There is a ring of perhaps green outside of the white spill but I have to look for it and am not bothered by it in any way.

I saw it from MTE Q5 5-mode as well with same result.

If it was around the spot however I would be very disturbed!


----------



## jbviau (Feb 15, 2008)

Nice pics. If anyone ever gets confirmation on the dome refraction story, I'd be interested in hearing about it.

Try putting your finger into the beam. Its shadow will have a green outer ring too! I've seen this same effect on shadows under streetlamps before.


----------



## Flic (Feb 18, 2008)

Finally got my two olive Q4s in the mail today after paying ransom to Customs.

Well, my experience mirrors all that has been written so far: "interesting" pattern in the anodizing, sub-par engraving and that green ring in the beam. But I do have something new to report. The working bits in my lights are DIFFERENT. One has the usual Fenix base for the guts in the head (flat board). The other has a solder blob in the middle of the board that must stick out a good millimetre or more.

Anyone else see this? Any ideas as to why/how this would happen? Both lights have the same batch number too.

Confused...

But it's still a kick *** AAA light!!!


----------



## Marduke (Feb 18, 2008)

I'm glad to hear that Fenix may be starting to put a protective solder blob on the board. :twothumbs


----------



## jbviau (Feb 19, 2008)

Flic, any chance you could post some pics?
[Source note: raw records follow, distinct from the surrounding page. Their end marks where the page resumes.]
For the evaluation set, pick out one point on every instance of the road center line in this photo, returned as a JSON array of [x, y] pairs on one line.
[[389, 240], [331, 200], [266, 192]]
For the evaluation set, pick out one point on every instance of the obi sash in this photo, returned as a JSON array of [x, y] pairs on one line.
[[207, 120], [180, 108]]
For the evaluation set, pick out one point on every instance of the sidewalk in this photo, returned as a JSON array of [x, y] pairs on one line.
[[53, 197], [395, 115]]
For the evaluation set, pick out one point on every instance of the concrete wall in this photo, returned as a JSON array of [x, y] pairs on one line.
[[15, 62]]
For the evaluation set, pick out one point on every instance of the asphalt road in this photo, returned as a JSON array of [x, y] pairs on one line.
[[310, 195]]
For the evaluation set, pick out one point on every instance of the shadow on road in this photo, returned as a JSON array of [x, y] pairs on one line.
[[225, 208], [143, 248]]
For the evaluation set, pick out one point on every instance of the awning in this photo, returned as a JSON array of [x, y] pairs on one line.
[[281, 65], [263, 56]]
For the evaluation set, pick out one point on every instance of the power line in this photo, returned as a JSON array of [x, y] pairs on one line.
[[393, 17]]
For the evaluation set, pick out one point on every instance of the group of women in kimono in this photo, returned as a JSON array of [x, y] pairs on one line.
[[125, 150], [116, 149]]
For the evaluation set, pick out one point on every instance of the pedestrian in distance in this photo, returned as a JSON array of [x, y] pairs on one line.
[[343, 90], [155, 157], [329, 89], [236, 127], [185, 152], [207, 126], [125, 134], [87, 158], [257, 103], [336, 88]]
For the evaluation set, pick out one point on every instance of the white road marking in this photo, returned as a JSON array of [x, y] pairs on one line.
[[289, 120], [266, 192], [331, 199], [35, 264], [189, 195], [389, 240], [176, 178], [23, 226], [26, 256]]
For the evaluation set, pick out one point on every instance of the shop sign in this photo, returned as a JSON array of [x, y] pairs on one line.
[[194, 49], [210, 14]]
Based on what you described mine does *not* have the solder blob. What would this blob do? Ensure good contact with the battery?


----------



## Flic (Feb 19, 2008)

I asked Fenix about it. They too asked for a picture, but I do not have a camera that takes good extreme close-ups. I did send them the blurry image I had and they asked me to return the light to them for inspection. I just sent it out before leaving on vacation. I expect news from them by the time I get back in a couple of weeks.


----------



## Ninjaz7 (Feb 22, 2008)

I need a new camera......then a lod-q4,my l1p has been a good edc,but this is a gem.


----------



## UnknownVT (Feb 22, 2008)

Flic said:


> But I do have something new to report. The working bits in my lights are DIFFERENT. One has the usual Fenix base for the guts in the head (flat board). The other has a solder blob in the middle of the board that must stick out a good millimetre or more.


 
(_Edit to add the quote - to clarify I was asking Flic about the solder blob_)

Do you mean there is a noticable solder blob on the center contact?





Does it look deliberate/neat, or just excessive overflow?


----------



## Illum (Feb 22, 2008)

UnknownVT said:


> Do you mean there is a noticable solder blob on the center contact?
> 
> Does it look deliberate/neat, or just excessive overflow?



I think Marduke might be referring to solder on the outer ring to prevent the negative contact of the cell from touching the center pin under the circumstance that a cell was installed backwards.

theres no correlation between a center blob and "protective" as far as I can think of, all that would do is increase tension and pressure on the battery and perhaps...just perhaps a bigger area in electrical conductivity


----------



## Spotpuff (Feb 25, 2008)

*edit* nm, checked some other posts, carry on!


----------



## PlayboyJoeShmoe (Feb 25, 2008)

Have found that my LOD Q4 has a very small dark spot right in the middle of the beam.

Also I believe because of the spring in the body I can not one hand it to save my butt.

Otherwise kicks butt for a 1AAA light and has nice tint!


----------



## jbviau (Feb 26, 2008)

Right, if I shine mine at a white wall from up to 1 inch away, I can see the little hole in the middle of the hotspot. It's not visible from further away than 1 inch. You have to go looking for it.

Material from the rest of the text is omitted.